Sob direção de John Krasinski, astro de The Office que teve uma breve e bem-sucedida jornada atrás das câmeras, o longa oferece uma mistura entre animação e live-action com Cailey Fleming e Ryan Reynolds. A trama acompanha Bea, uma garota que passa por uma experiência traumática e, enquanto lida com as mudanças de sua vida, passa a enxergar os amigos imaginários de todas as pessoas.

Em sua nova jornada, ela passa a apoiar a pessoa responsável por reconectar as criaturas com suas crianças que por vezes já se tornaram adultos e, com o tempo, esqueceram de seus inusitados parceiros e parceiras.

Versatilidade de John Krasinski

À primeira vista, Amigos Imaginários é muito do que o público pode prever ao ter contato com algumas prévias da narrativa: uma história com elementos de fantasia e aventura que claramente se inspira em projetos da Disney e, principalmente, nas tramas bem elaboradas da Pixar. Isso, de maneira alguma, é um demérito. Afinal, não se trata de uma cópia, mas uma ideia original que se sustenta em estruturas vistas majoritariamente no campo das animações.

John Krasinski aproveita a oportunidade de ter uma "carta branca" na Paramount Pictures para demonstrar o quão versátil é como diretor. Depois de criar uma das franquias mais importantes do estúdio, Um Lugar Silencioso, já munida de prelúdio e sequências, o cineasta decidiu dedicar suas habilidades a outros gêneros.

É curioso ver como, ainda que seja um filme para a família, existem alguns pequenos e breves traços dos trejeitos do cineasta, vistos nos filmes de alienígenas, durante a história. Existem alguns pequenos trechos do projeto que brincam com o público através de um singelo suspense e há até espaço para um ou outro jumpscare com determinado amigo imaginário que provavelmente a audiência vai amar.

“Não sou mais criança”

Amigos Imaginários se destaca ao reforçar ao público que crescer é um processo natural da vida, e que existem acontecimentos difíceis responsáveis por fazer pessoas abandonarem sua infância ou juventude por uma necessidade, por um acontecimento que muda tudo, pela dor, pela insegurança e, principalmente, pelo medo. Ao mostrar Bea enxergando criaturas moldadas pelos sonhos e receios de outras pessoas, o diretor ainda abre o leque de possibilidades de identificação do telespectador com o que é visto na tela.

Ainda que soe clichê fazer esse tipo de investigação no cinema, unindo o lúdico a elementos da psique, o diretor zela pela ideia de que não é preciso abandonar a sua criança, os seus amigos imaginários ou seus sonhos mais insanos da infância para crescer. Esse ponto, inclusive, é fonte de momentos ternos entre os personagens, mas também é repleto de trechos repetidamente expositivos (ainda que, eventualmente, bonitos).
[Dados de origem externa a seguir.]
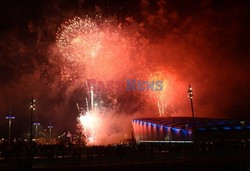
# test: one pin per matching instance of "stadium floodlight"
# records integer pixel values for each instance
(190, 95)
(32, 108)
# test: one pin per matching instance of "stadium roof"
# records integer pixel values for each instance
(201, 124)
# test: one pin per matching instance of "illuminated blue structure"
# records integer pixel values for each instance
(179, 129)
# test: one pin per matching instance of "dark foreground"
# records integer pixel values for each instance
(125, 157)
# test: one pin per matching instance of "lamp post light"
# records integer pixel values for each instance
(9, 118)
(32, 109)
(36, 124)
(190, 95)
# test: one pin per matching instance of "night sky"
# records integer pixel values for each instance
(206, 43)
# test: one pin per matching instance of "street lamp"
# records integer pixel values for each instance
(190, 95)
(32, 109)
(36, 124)
(9, 118)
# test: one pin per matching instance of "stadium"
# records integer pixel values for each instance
(187, 129)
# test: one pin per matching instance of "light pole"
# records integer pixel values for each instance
(36, 124)
(32, 109)
(9, 118)
(190, 95)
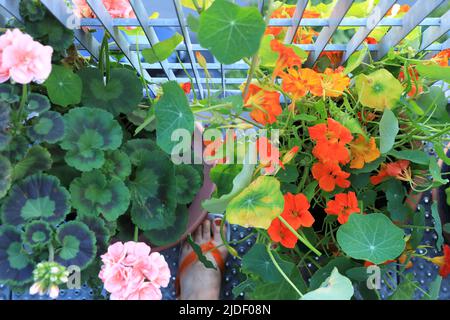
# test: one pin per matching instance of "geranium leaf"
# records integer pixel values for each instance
(231, 32)
(336, 287)
(257, 205)
(78, 245)
(372, 237)
(63, 86)
(94, 195)
(48, 127)
(36, 197)
(16, 267)
(88, 133)
(121, 94)
(163, 49)
(172, 112)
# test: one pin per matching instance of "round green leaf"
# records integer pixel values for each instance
(231, 32)
(371, 237)
(257, 205)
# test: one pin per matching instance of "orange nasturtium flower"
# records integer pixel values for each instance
(331, 139)
(343, 205)
(363, 151)
(264, 104)
(329, 175)
(443, 262)
(299, 82)
(399, 169)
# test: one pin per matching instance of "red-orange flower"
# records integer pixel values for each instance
(186, 87)
(329, 175)
(299, 82)
(443, 262)
(343, 205)
(331, 139)
(296, 210)
(264, 104)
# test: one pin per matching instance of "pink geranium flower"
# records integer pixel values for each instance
(131, 272)
(22, 59)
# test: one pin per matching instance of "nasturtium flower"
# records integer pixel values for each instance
(264, 104)
(78, 245)
(363, 151)
(378, 90)
(39, 196)
(189, 182)
(37, 234)
(297, 83)
(48, 127)
(94, 195)
(343, 205)
(331, 140)
(89, 132)
(16, 266)
(329, 175)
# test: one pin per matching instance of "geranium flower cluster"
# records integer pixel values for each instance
(130, 272)
(22, 59)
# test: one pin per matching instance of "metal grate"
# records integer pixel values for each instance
(434, 30)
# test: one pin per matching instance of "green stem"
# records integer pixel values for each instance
(281, 271)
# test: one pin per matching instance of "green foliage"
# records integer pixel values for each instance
(89, 132)
(230, 32)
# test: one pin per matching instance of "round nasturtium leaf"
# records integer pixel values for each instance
(37, 103)
(378, 90)
(5, 176)
(5, 138)
(36, 197)
(371, 237)
(94, 195)
(48, 127)
(78, 245)
(173, 233)
(16, 267)
(231, 32)
(257, 205)
(188, 183)
(88, 133)
(121, 94)
(37, 234)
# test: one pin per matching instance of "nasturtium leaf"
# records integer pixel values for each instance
(9, 93)
(36, 197)
(336, 287)
(98, 227)
(16, 267)
(240, 181)
(94, 195)
(37, 234)
(121, 94)
(63, 86)
(37, 103)
(172, 113)
(189, 182)
(371, 237)
(88, 133)
(231, 32)
(78, 245)
(36, 159)
(163, 49)
(173, 233)
(117, 164)
(388, 130)
(5, 138)
(379, 90)
(257, 205)
(5, 176)
(48, 127)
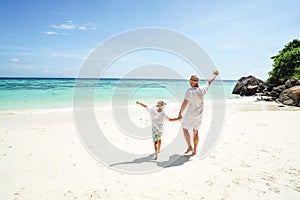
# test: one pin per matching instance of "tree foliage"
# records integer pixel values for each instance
(286, 64)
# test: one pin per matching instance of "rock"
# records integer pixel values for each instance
(248, 90)
(246, 81)
(292, 82)
(277, 91)
(290, 96)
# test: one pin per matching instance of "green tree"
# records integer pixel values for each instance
(286, 64)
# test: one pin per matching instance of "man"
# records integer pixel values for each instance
(194, 97)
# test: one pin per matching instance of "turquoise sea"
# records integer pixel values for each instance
(48, 93)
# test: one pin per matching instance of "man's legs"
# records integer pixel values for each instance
(159, 143)
(196, 140)
(187, 139)
(156, 150)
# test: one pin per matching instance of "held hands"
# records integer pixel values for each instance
(216, 72)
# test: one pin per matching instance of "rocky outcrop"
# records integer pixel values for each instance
(292, 82)
(247, 86)
(290, 96)
(276, 91)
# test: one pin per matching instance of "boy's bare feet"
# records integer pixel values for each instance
(188, 150)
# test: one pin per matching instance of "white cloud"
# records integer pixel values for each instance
(83, 28)
(66, 26)
(70, 25)
(50, 33)
(14, 60)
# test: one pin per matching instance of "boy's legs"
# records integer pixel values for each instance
(196, 140)
(188, 140)
(158, 143)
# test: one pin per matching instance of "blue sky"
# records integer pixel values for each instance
(53, 38)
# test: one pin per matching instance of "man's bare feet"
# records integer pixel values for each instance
(188, 150)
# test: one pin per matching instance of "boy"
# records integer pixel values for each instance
(158, 119)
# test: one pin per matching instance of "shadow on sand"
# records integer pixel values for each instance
(173, 161)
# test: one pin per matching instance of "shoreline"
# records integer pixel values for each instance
(42, 157)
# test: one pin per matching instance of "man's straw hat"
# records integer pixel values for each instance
(194, 78)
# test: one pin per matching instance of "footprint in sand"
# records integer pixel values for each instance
(226, 169)
(96, 194)
(69, 195)
(209, 183)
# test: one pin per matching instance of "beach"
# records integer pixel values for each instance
(257, 157)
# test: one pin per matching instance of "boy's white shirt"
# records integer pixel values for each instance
(158, 119)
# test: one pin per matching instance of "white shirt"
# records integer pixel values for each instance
(195, 96)
(158, 118)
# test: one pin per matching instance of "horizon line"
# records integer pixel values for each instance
(111, 78)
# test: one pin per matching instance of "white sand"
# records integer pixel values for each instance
(257, 157)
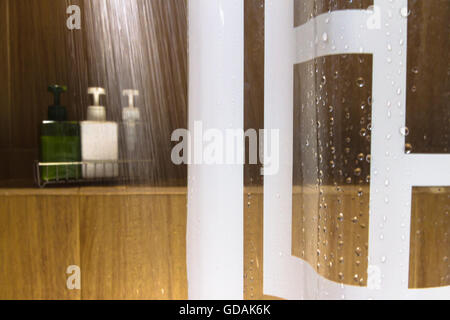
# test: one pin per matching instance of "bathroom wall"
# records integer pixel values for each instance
(122, 44)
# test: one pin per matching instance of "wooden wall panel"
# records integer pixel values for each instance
(39, 239)
(131, 242)
(430, 238)
(133, 246)
(122, 44)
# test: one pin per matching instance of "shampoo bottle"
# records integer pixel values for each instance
(99, 141)
(59, 142)
(131, 117)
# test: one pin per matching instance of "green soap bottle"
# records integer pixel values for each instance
(59, 142)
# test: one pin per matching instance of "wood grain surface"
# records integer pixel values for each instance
(130, 243)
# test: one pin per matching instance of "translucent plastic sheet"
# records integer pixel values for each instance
(359, 226)
(359, 206)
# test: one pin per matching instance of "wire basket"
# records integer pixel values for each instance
(90, 172)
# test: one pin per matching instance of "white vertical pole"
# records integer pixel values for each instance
(215, 192)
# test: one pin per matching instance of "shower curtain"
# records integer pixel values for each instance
(358, 91)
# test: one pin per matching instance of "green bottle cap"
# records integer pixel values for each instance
(56, 112)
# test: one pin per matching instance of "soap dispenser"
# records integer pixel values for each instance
(131, 117)
(99, 141)
(59, 142)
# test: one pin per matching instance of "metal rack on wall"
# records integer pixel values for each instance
(91, 172)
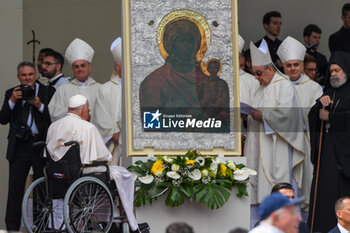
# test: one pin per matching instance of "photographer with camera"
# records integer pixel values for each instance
(25, 108)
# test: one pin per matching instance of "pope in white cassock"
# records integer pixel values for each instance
(276, 140)
(79, 54)
(248, 86)
(107, 115)
(248, 83)
(292, 53)
(75, 127)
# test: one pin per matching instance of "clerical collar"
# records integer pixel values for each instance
(83, 83)
(342, 229)
(74, 115)
(56, 78)
(296, 82)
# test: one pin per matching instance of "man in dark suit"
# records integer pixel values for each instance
(25, 108)
(342, 211)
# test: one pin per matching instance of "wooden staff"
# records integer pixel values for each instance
(33, 41)
(317, 174)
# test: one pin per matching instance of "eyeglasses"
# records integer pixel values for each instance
(48, 63)
(311, 69)
(258, 73)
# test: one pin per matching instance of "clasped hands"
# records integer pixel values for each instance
(325, 101)
(17, 94)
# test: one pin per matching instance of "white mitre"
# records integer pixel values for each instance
(260, 56)
(79, 50)
(77, 101)
(291, 49)
(116, 49)
(240, 43)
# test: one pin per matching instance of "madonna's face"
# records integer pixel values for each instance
(184, 48)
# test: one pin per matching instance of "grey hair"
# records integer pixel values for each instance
(24, 63)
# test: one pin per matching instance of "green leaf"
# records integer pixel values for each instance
(137, 170)
(140, 197)
(242, 189)
(213, 195)
(174, 199)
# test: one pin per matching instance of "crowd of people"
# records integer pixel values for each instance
(297, 131)
(295, 136)
(58, 109)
Enquanto tenta reconectar as pessoas aos amigos imaginários, Bea também passa a remexer na história de sua própria infância - à qual ela renega -, e de sua própria família. Nesse processo, surgem exemplos diversos de pessoas que deixaram suas criaturas para trás e hoje seguem a vida com pequenos vazios. Isso pode corresponder a muitas analogias, mas há um subtexto do luto que se entrelaça à narrativa.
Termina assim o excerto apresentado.